Here is the NBA.com's Article on As sides plan Sunday night talks, financial picture muddles:
As sides plan Sunday night talks, financial picture muddles
As the damage grows, the pie shrinks. It's an inverse relationship that deepens with each fruitless round of negotiations in the NBA labor dispute.
The longer it drags on, the more harm gets inflicted on the events -- preseason, regular season, sponsorships, broadcasts -- that generate the $4 billion over which the league's owners and players are squabbling. And the more harm that gets inflicted, the more money is lost, intensifying each side's fight to grab what it considers to be its "fair" share.
Both sides reportedly were ready to make one last grab Sunday night at the pie as is, agreeing to meet in New York to find a compromise that would preserve the NBA's 82-game 2011-12 schedule.
The session, based on information given anonymously to the New York Times, was to involve the key negotiators from each side: NBA commissioner David Stern and deputy commissioner Adam Silver for the owners, with union president Derek Fisher and executive director Billy Hunter representing the players. San Antonio owner Peter Holt, head of the league's labor relations committee, also was reported to be headed to New York.
After the most recent bargaining session ended last Tuesday, Stern said he would cancel the first two weeks of the regular season if an agreement wasn't reached by Monday. (He specifically used the word "cancel" too, rather than "postpone," citing arena conflicts and calendar constraints that would make it difficult for all 30 teams to reschedule lost games.)
What Stern didn't specify was the time Monday by which the games would get whacked. With Hunter expected to fly Monday morning to a regional players' meeting in Los Angeles, the prospect of any Sunday meeting spilling into Monday initially seemed slim. But a report on sheridanhoops.com said Hunter's plane ticket had been canceled, adding one more opportunity to meet what has been a succession of "D-Day" deadlines.

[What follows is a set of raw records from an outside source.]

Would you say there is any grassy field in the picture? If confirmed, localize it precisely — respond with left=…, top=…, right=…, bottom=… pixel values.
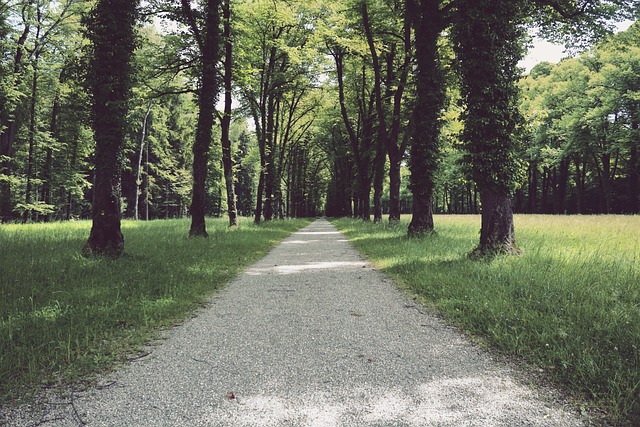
left=335, top=216, right=640, bottom=425
left=0, top=219, right=308, bottom=404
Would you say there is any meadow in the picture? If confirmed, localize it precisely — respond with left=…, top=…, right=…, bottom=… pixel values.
left=0, top=218, right=309, bottom=406
left=335, top=215, right=640, bottom=425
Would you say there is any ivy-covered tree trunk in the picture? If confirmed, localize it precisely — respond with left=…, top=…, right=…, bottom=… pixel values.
left=629, top=120, right=640, bottom=214
left=188, top=0, right=220, bottom=237
left=0, top=11, right=31, bottom=222
left=452, top=0, right=526, bottom=255
left=221, top=0, right=238, bottom=227
left=408, top=0, right=444, bottom=236
left=83, top=0, right=137, bottom=257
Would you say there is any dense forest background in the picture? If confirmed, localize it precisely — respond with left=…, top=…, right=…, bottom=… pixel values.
left=0, top=0, right=640, bottom=231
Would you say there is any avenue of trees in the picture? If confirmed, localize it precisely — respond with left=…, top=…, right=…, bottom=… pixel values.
left=0, top=0, right=640, bottom=255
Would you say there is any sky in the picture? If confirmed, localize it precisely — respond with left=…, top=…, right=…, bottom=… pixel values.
left=520, top=21, right=633, bottom=73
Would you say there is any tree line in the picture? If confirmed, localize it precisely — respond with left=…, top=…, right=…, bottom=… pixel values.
left=0, top=0, right=638, bottom=255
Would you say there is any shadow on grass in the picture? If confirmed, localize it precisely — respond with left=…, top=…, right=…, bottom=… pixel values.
left=0, top=220, right=307, bottom=402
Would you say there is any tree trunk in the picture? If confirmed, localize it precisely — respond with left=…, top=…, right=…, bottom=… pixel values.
left=133, top=103, right=151, bottom=220
left=629, top=120, right=640, bottom=214
left=22, top=60, right=40, bottom=223
left=366, top=141, right=387, bottom=223
left=42, top=93, right=60, bottom=222
left=474, top=189, right=519, bottom=255
left=221, top=0, right=238, bottom=227
left=188, top=0, right=220, bottom=237
left=574, top=154, right=586, bottom=214
left=0, top=12, right=31, bottom=223
left=408, top=0, right=444, bottom=236
left=451, top=0, right=526, bottom=255
left=527, top=161, right=538, bottom=214
left=83, top=0, right=137, bottom=257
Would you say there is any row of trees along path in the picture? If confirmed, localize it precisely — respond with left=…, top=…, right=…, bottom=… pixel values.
left=0, top=0, right=640, bottom=256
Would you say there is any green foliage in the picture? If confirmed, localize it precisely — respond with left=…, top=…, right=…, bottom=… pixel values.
left=0, top=220, right=307, bottom=406
left=452, top=0, right=524, bottom=193
left=520, top=23, right=640, bottom=212
left=336, top=215, right=640, bottom=424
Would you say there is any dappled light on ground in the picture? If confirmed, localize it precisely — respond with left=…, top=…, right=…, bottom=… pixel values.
left=246, top=261, right=366, bottom=276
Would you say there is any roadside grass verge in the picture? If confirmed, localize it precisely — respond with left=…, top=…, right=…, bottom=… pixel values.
left=0, top=218, right=309, bottom=406
left=334, top=215, right=640, bottom=425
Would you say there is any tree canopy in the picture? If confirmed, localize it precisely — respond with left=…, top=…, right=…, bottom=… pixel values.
left=0, top=0, right=640, bottom=249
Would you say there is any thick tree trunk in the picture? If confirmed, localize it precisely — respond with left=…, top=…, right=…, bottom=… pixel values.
left=133, top=103, right=151, bottom=220
left=83, top=0, right=137, bottom=257
left=253, top=169, right=265, bottom=224
left=42, top=94, right=60, bottom=222
left=389, top=153, right=402, bottom=222
left=629, top=121, right=640, bottom=214
left=474, top=189, right=519, bottom=255
left=189, top=0, right=220, bottom=237
left=574, top=155, right=586, bottom=214
left=221, top=0, right=238, bottom=227
left=408, top=0, right=444, bottom=236
left=527, top=162, right=538, bottom=214
left=372, top=141, right=387, bottom=223
left=451, top=0, right=526, bottom=255
left=0, top=16, right=31, bottom=223
left=22, top=64, right=40, bottom=222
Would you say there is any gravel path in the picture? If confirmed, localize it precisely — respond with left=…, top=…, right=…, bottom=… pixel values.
left=0, top=220, right=582, bottom=427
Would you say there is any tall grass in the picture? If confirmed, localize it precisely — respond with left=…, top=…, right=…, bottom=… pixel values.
left=0, top=219, right=308, bottom=404
left=336, top=216, right=640, bottom=425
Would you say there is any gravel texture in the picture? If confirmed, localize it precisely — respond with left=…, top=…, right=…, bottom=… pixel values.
left=0, top=219, right=582, bottom=427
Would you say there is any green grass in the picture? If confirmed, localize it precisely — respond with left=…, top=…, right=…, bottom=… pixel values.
left=335, top=216, right=640, bottom=424
left=0, top=219, right=308, bottom=404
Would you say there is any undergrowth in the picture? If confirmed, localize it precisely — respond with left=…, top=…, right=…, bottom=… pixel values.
left=336, top=216, right=640, bottom=425
left=0, top=219, right=308, bottom=405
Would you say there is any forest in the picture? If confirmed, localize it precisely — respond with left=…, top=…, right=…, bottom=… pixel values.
left=0, top=0, right=640, bottom=252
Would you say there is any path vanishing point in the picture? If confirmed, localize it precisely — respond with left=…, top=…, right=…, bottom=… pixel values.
left=0, top=219, right=582, bottom=427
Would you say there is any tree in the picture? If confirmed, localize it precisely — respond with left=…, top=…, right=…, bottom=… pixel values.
left=453, top=0, right=525, bottom=255
left=360, top=0, right=413, bottom=222
left=83, top=0, right=137, bottom=257
left=220, top=0, right=238, bottom=227
left=235, top=131, right=255, bottom=216
left=407, top=0, right=446, bottom=236
left=182, top=0, right=220, bottom=237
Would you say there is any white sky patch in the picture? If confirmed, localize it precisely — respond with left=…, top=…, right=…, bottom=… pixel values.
left=518, top=21, right=633, bottom=73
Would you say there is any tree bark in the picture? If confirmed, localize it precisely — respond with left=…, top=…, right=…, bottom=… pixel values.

More than a week ago, the owners, players and fans faced "enormous consequences" if the collective-bargaining talks on Sept. 30 and Oct. 1 failed to produce an agreement. After sessions on Monday and Tuesday, there was chatter that the sides might not meet again for a week, a month or longer. So far, the cries of "Wolf!" and the Chicken Little hysterics seem less credible than a Yogi Berra outlook (as in, the CBA talks will be over when they're over).
Some D-Days are more equal than others, though. Even if the commissioner's deadline comes a stroke before midnight Monday, the cancellation of games will cost the NBA real money. How much? Stern and Silver alluded last week to "hundred of millions of dollars" lost from the first two weeks. Hunter estimated a $350 million hit to players' salaries for every month of missed games.
To keep the math simple, let's divide the annual $4 billion haul by six, since that's the length of the NBA regular season (yes, we know the playoffs are lucrative for the owners) and the round numbers jibe somewhat with the estimates tossed out by both sides. If each month represents $666 million of basketball-related revenues, two weeks would be about half that ($333 million). Which would be about 8.3 percent of the total.
So by digging in at their bottom-line share of 53 percent -- and contributing to the loss of two weeks of the season -- the players would have to up their demand to 57.8 percent of a smaller BRI to get the same $2.12 billion they want now. Heck, they'd have to get 54.5 percent just to reap the $2 billion that the owners are -- or at least Stern is -- offering in a 50-50 split.
The same goes for the owners. If they require a minimum of $2 billion, as suggested by Stern's 50-50 "concept," they would need the players to accept 45.5 percent going forward just to recoup their losses from the first two weeks of games. Anything short of that split -- 54.5 to 45.5 -- would mean that someone lost dearly. Maybe two someones.
Remember, the assumption from the start of the lockout on July 1 was that one side or the other would get the better deal. Most observers assumed the owners would hold out past the time (middle of November) when the players start missing paychecks and use that leverage against them. More recently, some have suggested the players are more committed and prepared than anticipated and might outlast a splintering group of owners.
What the above back-of-the-page calculations show, though, is the toxic cost to both sides of failing to preserve the entire 2011-12 season. Once actual financial pain is inflicted, both sides -- in most negotiations of this sort, historically -- try to recoup some of their losses from the other side by digging in for a better deal.
As Stern said last week: "There is an extraordinary hit coming to the owners and to the players. So I don't want to speculate about what our future bargaining position would be."
What might work best at 50-50, in this instance, becomes less attractive even at 52-48 in one side's favor if the overall $4 billion pie shrinks. And the speculated losses in just two weeks of games doesn't even account for what might end up as a dropoff in fan enthusiasm overall. After all, gate receipts and broadcast ratings slumped for several seasons after the 1998-99 lockout resulted in a 50-game season.
Nor do the numbers above factor in a league whose success instead builds on the momentum of 2010-11 and, with owners and players committed not just to a new CBA but to a more legitimate, revenue-sharing partnership.
So which will it be: Half of a big pie? Or more than half of a smaller pie? Children seated at the kitchen table could answer that one quickly enough.